This series, brought to you by Yahoo! Finance, looks at which upgrades and downgrades make sense, and which ones investors should act on. Today, we'll find out why Cedar Fair
What goes up, must come down
Cedar Fair shareholders have been treated to a pretty wild ride over the past year, as their shares gained 61% in value to hit a new 52-week-high of $32.95. Unfortunately, one analyst has decided to play killjoy at the amusement park operator's party yesterday, as Hilliard Lyons announced a downgrade to "neutral."
What's got Hilliard feeling so down about Cedar Fair these days? Probably, it's as simple as the law of gravity: What goes up, must come down. And in the case of Cedar Fair, "what goes up" is the stock price, and "what comes down" is... also the stock price.

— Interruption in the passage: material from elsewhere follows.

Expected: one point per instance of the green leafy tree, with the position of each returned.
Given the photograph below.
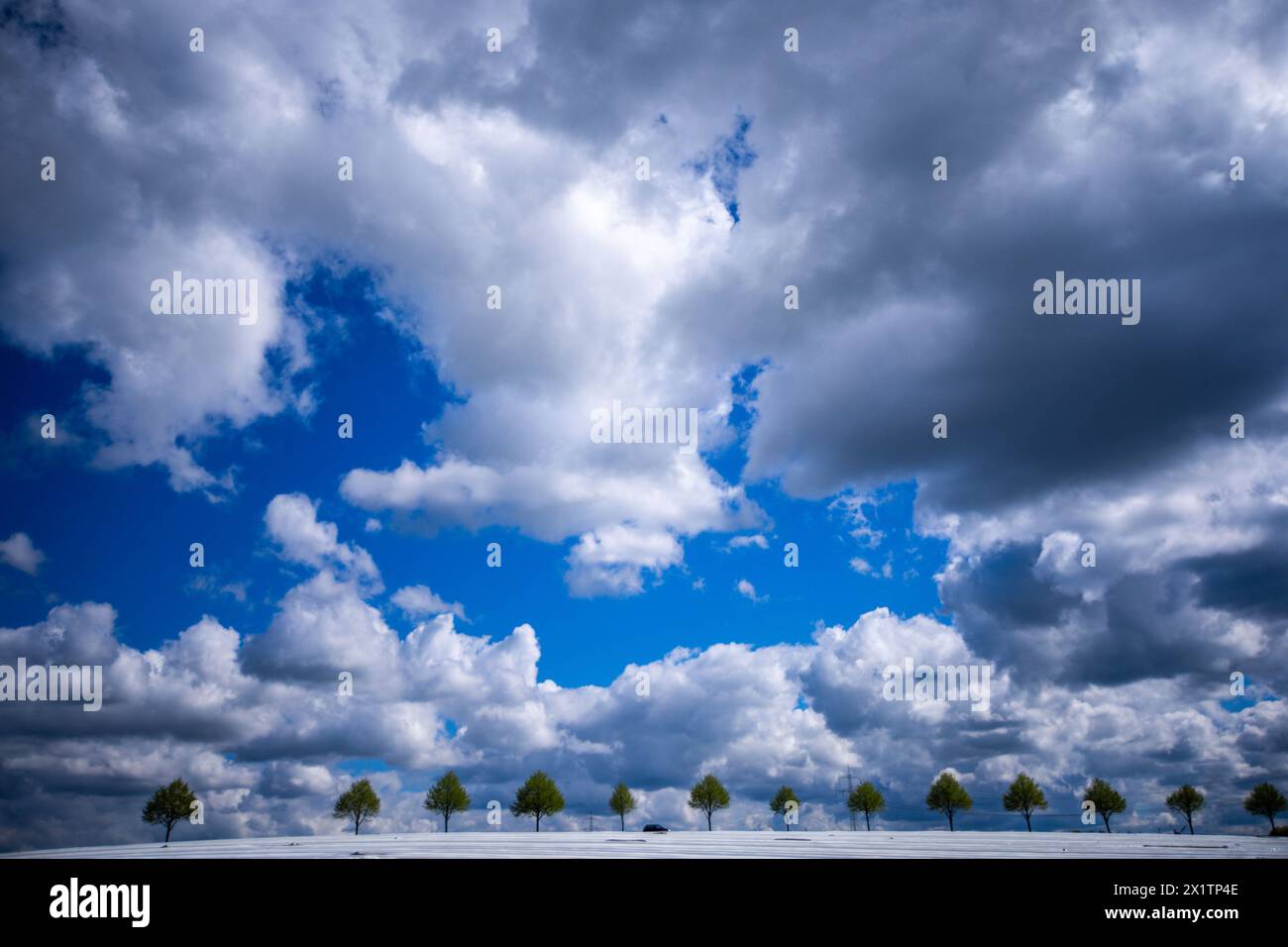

So here's the problem in a nutshell. On the one hand, Cedar is a great dividend play for investors who like to get their profits in the form of quarterly dividend checks -- 5% payouts, year-in and year-out. And yet, at a share price that's now hit 20 times earnings, despite Wall Street pegging the firm for only 6% annual long-term growth prospects, 5% is probably all the profits investors can expect to get. Moreover, if Cedar Fair shares return to more reasonable, traditional levels of valuation, it would take a near-halving of share price to get the stock down to a level where P/E equals the sum of the stock's dividend, plus its projected growth rate: ground zero for "fair price" among value investors. Buyer beware.
Viva la Vivus!
Speaking of reasons to be wary, the stock scaremongers at Citron Research just issued a frightening report about Vivus. Claiming it's "astounded by the weakness of Vivus' intellectual property protection," and warning that lack of "strong patent protection" is a key weakness for the company -- whose shares leapt 14% in trading on Wednesday, after Vivus confirmed its receipt of FDA approval for its new Qsymia diet drug -- Citron is waving investors away from the stock, and possibly prepping for a short attack.
Undeterred by the rumors, analysts at MLV & Co. have elected to go ahead and up their price target on Vivus in response to the good news from FDA. While not quite as optimistic about the stock as their peers at Brean Murray (who yesterday set a $52 price target on Vivus), MLV still thinks the shares are worth more than they're selling for on the open market today, and believes Vivus will hit $40 within a year. Are they right?
Unfortunately, it's really too soon to tell. For the time being Qsymia isn't yet on the market, and until it is, there's no way of knowing precisely how well it will sell, or how profitable it will be for the company. Lacking revenue numbers, much less profits numbers to work from, investors are best advised to stay away from this stock till the picture gets a bit clearer. Citron's warning, right or wrong, just gives you a second reason to do what you should be doing anyway, i.e., nothing for now.
eBay: Should have just "bought it now"
Fortunately for investors, Vivus isn't the only company getting higher marks on Wall Street. Thanks to the folks at stock shop Benchmark, we also have a new price target on eBay to examine. After beating Wall Street estimates on both revenue (which came in at $3.4 billion) and earnings ($0.55 pro forma) alike, eBay shares leapt to a new 52-week high.
Analysts at Benchmark think it could go even higher -- going as far as $50 a share over the course of the next year. They may be right, but don't bet your life savings on it.
Sure, on the one hand, eBay beat Street estimates with a stick, and kudos to them for it. On the other hand, though, the $3.7 billion eBay has earned over the past year still isn't enough to justify a P/E ratio of 15.5. Not with analysts convinced eBay cannot grow faster than 13.5% per year, it isn't. Plus, anemic free cash flow at the company (a mere $1.9 billion generated over the past 12 months) tells us that eBay is really only about half as profitable on a cash basis, as its GAAP numbers suggest.
Long story short, it's dangerous to go long eBay. Adventurous investors might even want to take advantage of Wall Street's failure to read the cash flow statement -- perish the thought -- and go short.